I don’t want the red results to show up at all, because again, they they dont make any sense. I want to ensure that the words “love” and “like” are not counted as a co-occurence, but “like” and “chocolate” or “love” and “chocolate” counts.

So to clarify: I don’t want to check the co-occurence of the words in column 1 in picture above, but rather the co-occurence of word 1 column 1 (delicious) with ALL the words in column 2 - then move on to word 2 in column 1 with all the words in column 2, etc, etc.

I hope i am more clear …

Simon

zimpstar · December 18, 2020, 8:44am

In the table above:

Red = bad results, I am not interested in these
Green = good results, I want only these to count

iperez · December 18, 2020, 1:52pm

Hi @zimpstar Check this:

Text Counting2.knwf (300.9 KB)
This is getting interesting

zimpstar · December 18, 2020, 2:14pm

You’re a genius. Can we get in a touch somehow? Do you use any IM platform where we could have a chat?

iperez · December 18, 2020, 2:26pm

@zimpstar. Glad it worked. Telegram: https://t.me/Iperez

zimpstar · December 18, 2020, 5:32pm

@iperez I can not thank you enough

OK so building from this flow I’m trying to create a final step where it would extract the sentences of the co-occured match, so for example for the match "chocolate and “love” it would output the sentence for that match, like: “chocolate fondue is something I really love!”.

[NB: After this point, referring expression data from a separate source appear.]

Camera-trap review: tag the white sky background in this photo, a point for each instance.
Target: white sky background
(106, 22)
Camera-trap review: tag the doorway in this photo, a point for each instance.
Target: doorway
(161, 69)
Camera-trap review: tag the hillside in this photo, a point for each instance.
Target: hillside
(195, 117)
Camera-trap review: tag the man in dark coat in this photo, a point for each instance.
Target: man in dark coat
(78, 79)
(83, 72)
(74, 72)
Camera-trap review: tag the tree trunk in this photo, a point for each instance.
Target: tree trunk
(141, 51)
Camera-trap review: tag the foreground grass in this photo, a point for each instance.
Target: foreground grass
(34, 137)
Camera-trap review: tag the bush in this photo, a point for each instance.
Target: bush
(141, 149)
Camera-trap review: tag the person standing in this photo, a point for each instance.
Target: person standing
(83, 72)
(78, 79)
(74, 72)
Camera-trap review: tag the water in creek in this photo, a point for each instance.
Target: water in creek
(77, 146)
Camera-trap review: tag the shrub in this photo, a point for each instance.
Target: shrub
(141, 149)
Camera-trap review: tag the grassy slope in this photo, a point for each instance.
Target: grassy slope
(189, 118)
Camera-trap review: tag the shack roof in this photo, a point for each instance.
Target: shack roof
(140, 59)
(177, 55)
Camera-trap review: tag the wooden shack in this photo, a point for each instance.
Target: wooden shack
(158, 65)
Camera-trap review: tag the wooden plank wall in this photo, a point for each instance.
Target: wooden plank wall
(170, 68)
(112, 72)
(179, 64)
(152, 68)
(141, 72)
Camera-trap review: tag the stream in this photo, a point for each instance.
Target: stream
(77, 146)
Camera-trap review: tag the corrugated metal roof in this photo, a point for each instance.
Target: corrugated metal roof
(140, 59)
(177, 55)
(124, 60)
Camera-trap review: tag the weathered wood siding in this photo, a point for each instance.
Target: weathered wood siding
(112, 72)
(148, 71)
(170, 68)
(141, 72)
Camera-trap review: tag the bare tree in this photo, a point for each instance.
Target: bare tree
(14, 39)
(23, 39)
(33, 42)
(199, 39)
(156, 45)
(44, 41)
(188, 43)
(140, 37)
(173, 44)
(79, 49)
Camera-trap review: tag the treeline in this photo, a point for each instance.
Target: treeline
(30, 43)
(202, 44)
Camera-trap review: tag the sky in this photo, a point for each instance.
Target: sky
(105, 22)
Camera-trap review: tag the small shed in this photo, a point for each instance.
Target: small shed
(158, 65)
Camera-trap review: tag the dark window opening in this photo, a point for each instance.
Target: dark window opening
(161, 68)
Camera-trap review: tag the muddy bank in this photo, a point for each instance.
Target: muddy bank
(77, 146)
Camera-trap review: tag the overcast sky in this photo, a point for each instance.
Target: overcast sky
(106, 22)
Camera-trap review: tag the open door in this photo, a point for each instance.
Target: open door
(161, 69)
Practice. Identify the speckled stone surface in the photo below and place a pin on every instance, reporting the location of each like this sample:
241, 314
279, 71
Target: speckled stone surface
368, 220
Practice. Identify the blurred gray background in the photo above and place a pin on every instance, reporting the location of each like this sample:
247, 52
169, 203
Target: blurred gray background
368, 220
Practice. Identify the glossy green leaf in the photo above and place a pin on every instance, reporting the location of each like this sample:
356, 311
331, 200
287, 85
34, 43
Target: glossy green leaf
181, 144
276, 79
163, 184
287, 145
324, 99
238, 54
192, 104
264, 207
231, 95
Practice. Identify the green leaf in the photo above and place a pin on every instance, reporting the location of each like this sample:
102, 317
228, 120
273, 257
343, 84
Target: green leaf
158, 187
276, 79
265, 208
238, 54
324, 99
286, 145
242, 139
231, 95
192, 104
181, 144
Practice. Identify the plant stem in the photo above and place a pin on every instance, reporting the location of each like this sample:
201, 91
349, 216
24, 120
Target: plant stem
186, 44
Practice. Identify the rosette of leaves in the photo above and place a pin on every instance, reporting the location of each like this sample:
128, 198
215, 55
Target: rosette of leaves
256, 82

Any ideas on how to move in that direction? I’ve spent the last couple of hours trying to achieve this with the sentence extractor but it just parses every single sentence from the pdf files … =/

iperez · December 22, 2020, 2:56pm

Hi @zimpstar.

This workflow finds the sentences on which a couple of words appear. I’m a little bit confused about the previuos filters. Could you please restate the full problem?.

Text Counting 1.knwf (286.6 KB)

system · December 29, 2020, 2:56pm

This topic was automatically closed 7 days after the last reply. New replies are no longer allowed.